The United States on Thursday announced additional sanctions aimed at Russia over its continuing support for Ukraine's rebels and the 2014 annexation of Crimea.
The Treasury Department said in a statement that it had designated 37 new individuals and companies operating in Crimea and Ukraine for the sanctions list.
"Russia continues to provoke instability in eastern Ukraine despite its Minsk commitments," said John Smith, acting director of the Treasury's Office of Foreign Assets Control, in charge of levying sanctions.
"Treasury stands with our partners in condemning Russia's violation of international law, and we will continue to sanction those who threaten Ukraine's peace, security and sovereignty," he said.
According to the Treasury, the move followed the recent extension of European Union economic sanctions, and that together these steps demonstrated "continued international unity in opposing Russia's actions in Ukraine."
Russian companies, including construction firms PJSC Mostotrest and SGM-Most, were added to the U.S. list for their assistance in construction of a bridge from Russia to the Crimean Peninsula.

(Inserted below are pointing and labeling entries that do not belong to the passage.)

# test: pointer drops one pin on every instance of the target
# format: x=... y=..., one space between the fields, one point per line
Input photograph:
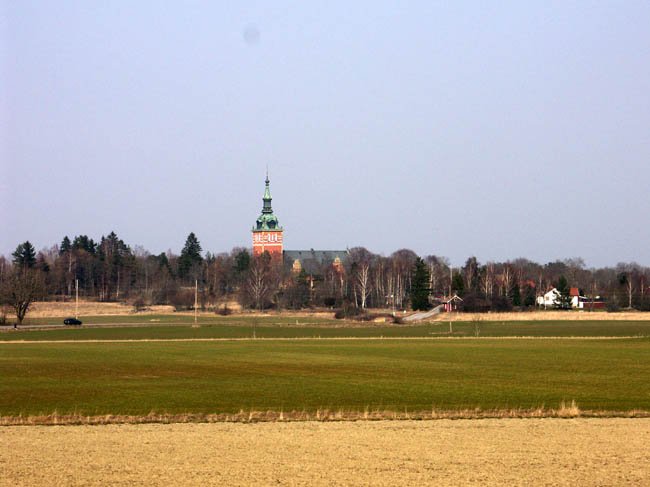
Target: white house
x=553 y=295
x=549 y=298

Russian engineering firm OMZ OAO was sanctioned for its connections to Gazprombank, which was itself sanctioned in 2014.
Several subsidiaries of Russian gas giant Gazprom were also added to the sanctions list.
Newly listed was CJSC ABR Management, an asset management firm closely linked to already-sanctioned Rossiya Bank, often called the personal bank of President Vladimir Putin and members of his closest circle.
Six officials of the self-proclaimed pro-Russian Donetsk People's Republic and Luhansk People's Republic in eastern Ukraine were entered into Treasury's list as well.
The U.S. also sanctioned 11 Crimean officials, including top ministers.
Russian officials have said in the past that sanctions levied over its actions in Ukraine have undermined efforts to resolve the conflict.